A Guide to Cork City's Geological Heritage

Locations of diamicts - the graffiti comes in handy here when spotting them.

Karst features are also very visible here. As the limestone has been dissolved by weakly acidic waters running through it, large crevasses and even caves formed here. Small-scale examples of these can be seen along the cliff, in particular along the eastern section. Related to these karsts, remember how we talked about Quaternary ice sheets? We can see some leftovers from these here. At the eastern sections of the cliff, within the karsted crevasses, you will find a sludge of pebbles and sediments. These infills are called ‘diamicts’, and they occurred as the ice sheets deposited sediments into the dissolved crevasses of the limestone. These sediment fillings in the limestone cause plenty of problems for residents in Ballinlough and Ballintemple. Houses have been sinking slowly into the ground, and some properties are tilting severely and have required extensive renovation and reinforcement work.

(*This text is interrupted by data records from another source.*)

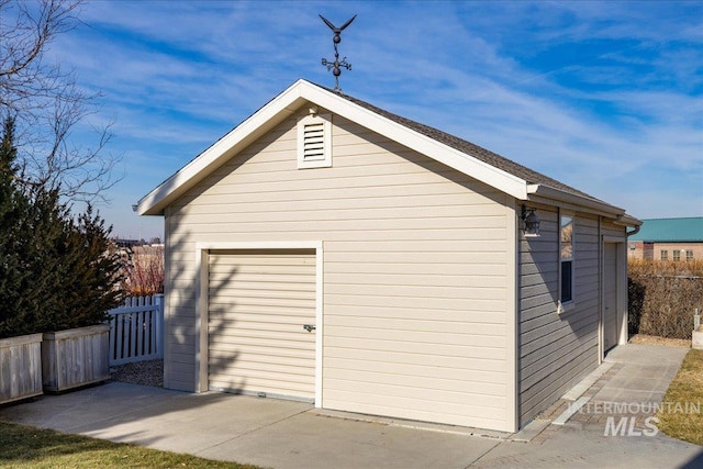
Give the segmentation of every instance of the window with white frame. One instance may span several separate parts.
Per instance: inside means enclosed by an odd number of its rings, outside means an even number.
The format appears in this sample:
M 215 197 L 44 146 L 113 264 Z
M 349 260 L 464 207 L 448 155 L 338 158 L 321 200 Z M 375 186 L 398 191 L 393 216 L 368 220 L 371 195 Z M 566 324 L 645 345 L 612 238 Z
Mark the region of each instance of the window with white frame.
M 330 114 L 310 114 L 298 121 L 298 168 L 332 166 L 332 122 Z
M 573 301 L 573 216 L 559 217 L 559 302 Z

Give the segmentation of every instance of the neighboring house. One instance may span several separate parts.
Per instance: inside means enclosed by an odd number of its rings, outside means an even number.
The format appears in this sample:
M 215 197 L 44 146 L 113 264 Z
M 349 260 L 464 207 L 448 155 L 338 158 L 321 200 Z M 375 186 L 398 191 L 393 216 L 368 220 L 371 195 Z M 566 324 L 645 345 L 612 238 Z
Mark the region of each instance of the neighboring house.
M 513 432 L 627 339 L 638 220 L 305 80 L 137 210 L 165 217 L 166 388 Z
M 627 242 L 633 259 L 703 259 L 703 216 L 643 220 L 637 234 Z

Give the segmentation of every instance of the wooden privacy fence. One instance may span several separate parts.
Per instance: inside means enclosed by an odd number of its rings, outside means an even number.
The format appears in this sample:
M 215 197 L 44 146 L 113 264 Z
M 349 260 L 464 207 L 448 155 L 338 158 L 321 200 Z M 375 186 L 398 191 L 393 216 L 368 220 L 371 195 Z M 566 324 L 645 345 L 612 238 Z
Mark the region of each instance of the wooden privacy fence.
M 164 295 L 131 297 L 110 314 L 110 366 L 164 358 Z

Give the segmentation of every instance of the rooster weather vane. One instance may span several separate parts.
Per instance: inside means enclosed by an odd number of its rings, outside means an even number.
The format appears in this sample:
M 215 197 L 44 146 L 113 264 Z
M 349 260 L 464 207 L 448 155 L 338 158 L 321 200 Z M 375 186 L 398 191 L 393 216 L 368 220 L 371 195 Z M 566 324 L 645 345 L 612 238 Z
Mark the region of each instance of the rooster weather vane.
M 342 25 L 342 27 L 335 26 L 334 24 L 332 24 L 330 22 L 330 20 L 324 18 L 322 14 L 320 15 L 320 18 L 322 19 L 322 21 L 325 22 L 325 24 L 327 26 L 330 26 L 330 29 L 334 33 L 334 36 L 332 37 L 332 42 L 334 43 L 334 62 L 330 62 L 326 58 L 323 58 L 322 59 L 322 65 L 327 67 L 327 71 L 332 70 L 332 75 L 334 75 L 334 90 L 336 92 L 341 93 L 342 92 L 342 88 L 339 88 L 339 75 L 342 75 L 342 68 L 341 67 L 344 67 L 347 70 L 352 70 L 352 64 L 347 63 L 347 58 L 346 57 L 344 57 L 342 59 L 342 62 L 339 62 L 339 52 L 337 51 L 337 44 L 339 44 L 342 42 L 342 32 L 344 31 L 345 27 L 347 27 L 349 24 L 352 24 L 352 22 L 356 18 L 356 14 L 354 16 L 352 16 L 352 19 L 349 21 L 344 23 Z

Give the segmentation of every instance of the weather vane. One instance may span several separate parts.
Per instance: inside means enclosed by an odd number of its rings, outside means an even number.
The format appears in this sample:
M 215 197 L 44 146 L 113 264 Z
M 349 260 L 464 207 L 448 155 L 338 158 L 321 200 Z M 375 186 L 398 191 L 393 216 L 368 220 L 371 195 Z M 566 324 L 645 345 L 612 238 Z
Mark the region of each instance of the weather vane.
M 339 52 L 337 51 L 337 44 L 339 44 L 342 42 L 342 32 L 344 31 L 345 27 L 347 27 L 349 24 L 352 24 L 352 22 L 356 18 L 356 14 L 354 16 L 352 16 L 352 19 L 349 21 L 344 23 L 342 25 L 342 27 L 335 26 L 334 24 L 332 24 L 330 22 L 330 20 L 324 18 L 322 14 L 320 15 L 320 18 L 322 19 L 322 21 L 325 22 L 325 24 L 327 26 L 330 26 L 330 29 L 334 33 L 334 36 L 332 37 L 332 42 L 334 43 L 334 62 L 330 62 L 326 58 L 323 58 L 322 59 L 322 65 L 327 67 L 327 71 L 332 70 L 332 75 L 334 75 L 334 90 L 336 92 L 341 93 L 342 92 L 342 88 L 339 88 L 339 75 L 342 75 L 342 68 L 341 67 L 344 67 L 347 70 L 352 70 L 352 64 L 347 63 L 347 58 L 346 57 L 344 57 L 342 59 L 342 62 L 339 62 Z

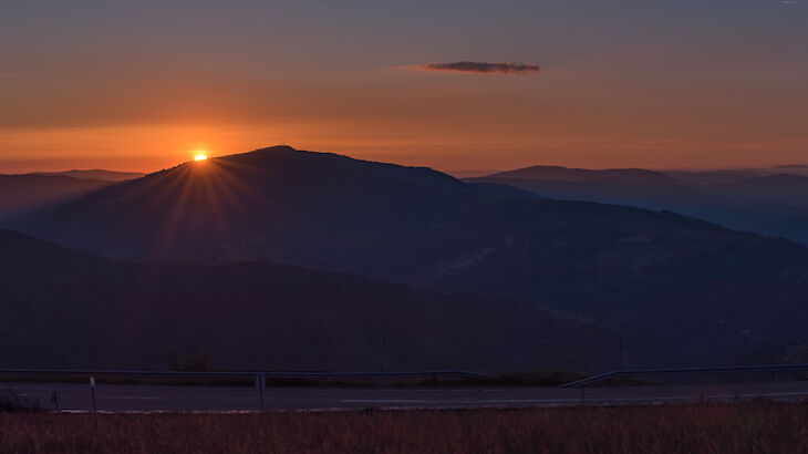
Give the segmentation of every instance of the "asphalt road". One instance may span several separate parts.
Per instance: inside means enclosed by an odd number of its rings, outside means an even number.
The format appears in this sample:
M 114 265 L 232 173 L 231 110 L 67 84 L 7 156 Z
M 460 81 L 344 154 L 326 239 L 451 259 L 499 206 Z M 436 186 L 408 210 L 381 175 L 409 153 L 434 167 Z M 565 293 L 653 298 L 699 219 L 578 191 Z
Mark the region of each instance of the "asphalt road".
M 35 399 L 44 409 L 92 410 L 89 384 L 0 383 L 0 394 Z M 808 382 L 735 383 L 626 388 L 269 388 L 267 410 L 472 409 L 570 405 L 646 405 L 737 401 L 765 396 L 808 399 Z M 116 385 L 95 388 L 99 411 L 256 411 L 260 394 L 250 388 Z

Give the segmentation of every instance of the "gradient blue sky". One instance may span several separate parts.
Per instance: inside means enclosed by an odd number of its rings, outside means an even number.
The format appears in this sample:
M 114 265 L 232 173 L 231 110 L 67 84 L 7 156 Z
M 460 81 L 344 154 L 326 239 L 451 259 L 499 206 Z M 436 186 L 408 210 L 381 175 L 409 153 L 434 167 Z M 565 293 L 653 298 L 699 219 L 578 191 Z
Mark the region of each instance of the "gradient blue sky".
M 808 2 L 4 1 L 0 172 L 808 162 Z M 528 62 L 524 76 L 410 66 Z

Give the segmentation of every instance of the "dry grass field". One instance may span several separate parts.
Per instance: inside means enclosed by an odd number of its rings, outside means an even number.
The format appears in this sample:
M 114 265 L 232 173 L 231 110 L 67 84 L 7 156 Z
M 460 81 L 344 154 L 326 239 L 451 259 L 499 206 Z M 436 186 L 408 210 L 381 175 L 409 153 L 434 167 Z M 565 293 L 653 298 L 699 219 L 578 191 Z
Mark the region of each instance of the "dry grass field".
M 799 453 L 808 404 L 255 414 L 0 413 L 0 452 Z

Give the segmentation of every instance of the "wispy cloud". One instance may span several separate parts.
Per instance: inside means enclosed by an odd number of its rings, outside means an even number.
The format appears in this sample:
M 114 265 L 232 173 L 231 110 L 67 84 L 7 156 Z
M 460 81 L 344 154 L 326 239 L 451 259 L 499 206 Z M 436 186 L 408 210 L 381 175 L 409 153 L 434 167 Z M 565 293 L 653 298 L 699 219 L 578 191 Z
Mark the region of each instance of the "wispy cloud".
M 459 72 L 467 74 L 507 74 L 507 75 L 526 75 L 539 74 L 542 72 L 541 66 L 532 63 L 489 63 L 489 62 L 468 62 L 460 61 L 454 63 L 426 63 L 416 64 L 414 66 L 405 66 L 416 71 L 442 71 L 442 72 Z

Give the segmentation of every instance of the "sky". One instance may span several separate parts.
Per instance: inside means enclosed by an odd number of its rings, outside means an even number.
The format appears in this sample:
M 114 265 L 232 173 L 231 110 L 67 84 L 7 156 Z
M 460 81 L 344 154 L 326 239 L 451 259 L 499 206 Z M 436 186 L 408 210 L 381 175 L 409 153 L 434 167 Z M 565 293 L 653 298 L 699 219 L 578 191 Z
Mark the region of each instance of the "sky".
M 276 144 L 442 171 L 805 164 L 808 0 L 0 2 L 0 173 Z

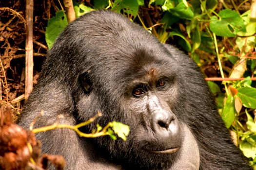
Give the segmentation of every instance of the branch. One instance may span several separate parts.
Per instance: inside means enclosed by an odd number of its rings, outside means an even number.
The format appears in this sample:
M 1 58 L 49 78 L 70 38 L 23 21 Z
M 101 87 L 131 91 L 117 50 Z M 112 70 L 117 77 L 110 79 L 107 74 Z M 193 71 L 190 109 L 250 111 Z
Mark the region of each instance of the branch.
M 205 79 L 206 81 L 237 81 L 243 80 L 245 78 L 221 78 L 221 77 L 207 77 Z M 252 81 L 256 81 L 256 77 L 250 78 Z
M 76 19 L 76 13 L 74 10 L 73 2 L 72 0 L 64 0 L 63 2 L 68 22 L 70 23 Z
M 33 0 L 26 0 L 26 22 L 27 25 L 26 37 L 26 77 L 25 78 L 25 99 L 28 98 L 33 89 Z

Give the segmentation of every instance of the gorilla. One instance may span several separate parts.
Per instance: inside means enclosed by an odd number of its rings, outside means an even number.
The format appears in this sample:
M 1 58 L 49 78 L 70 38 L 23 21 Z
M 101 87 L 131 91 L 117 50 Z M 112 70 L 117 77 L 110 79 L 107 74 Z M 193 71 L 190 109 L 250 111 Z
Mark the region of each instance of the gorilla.
M 81 131 L 114 120 L 130 126 L 126 141 L 66 129 L 37 134 L 42 153 L 63 155 L 66 170 L 252 169 L 197 65 L 113 12 L 88 13 L 56 39 L 18 124 L 28 128 L 41 110 L 35 128 L 75 125 L 99 111 Z

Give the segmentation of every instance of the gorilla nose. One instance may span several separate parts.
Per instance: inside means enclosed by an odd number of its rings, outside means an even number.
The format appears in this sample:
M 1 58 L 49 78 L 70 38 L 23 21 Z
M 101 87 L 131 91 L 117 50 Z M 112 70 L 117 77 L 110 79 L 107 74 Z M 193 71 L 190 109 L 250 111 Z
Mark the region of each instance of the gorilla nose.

Geotechnical reports have shown that a lot of this instability is caused by infrastructure resting on unstable limestone rock layers or resting on glacial sediments which are caving and compressing into the limestone layers. The diamicts to the left show small-scale examples of this phenomenon. These geotechnical reports can luckily help us better understand where these phenomenon takes place for future planning

A closer look at a limestone-hosted diamict.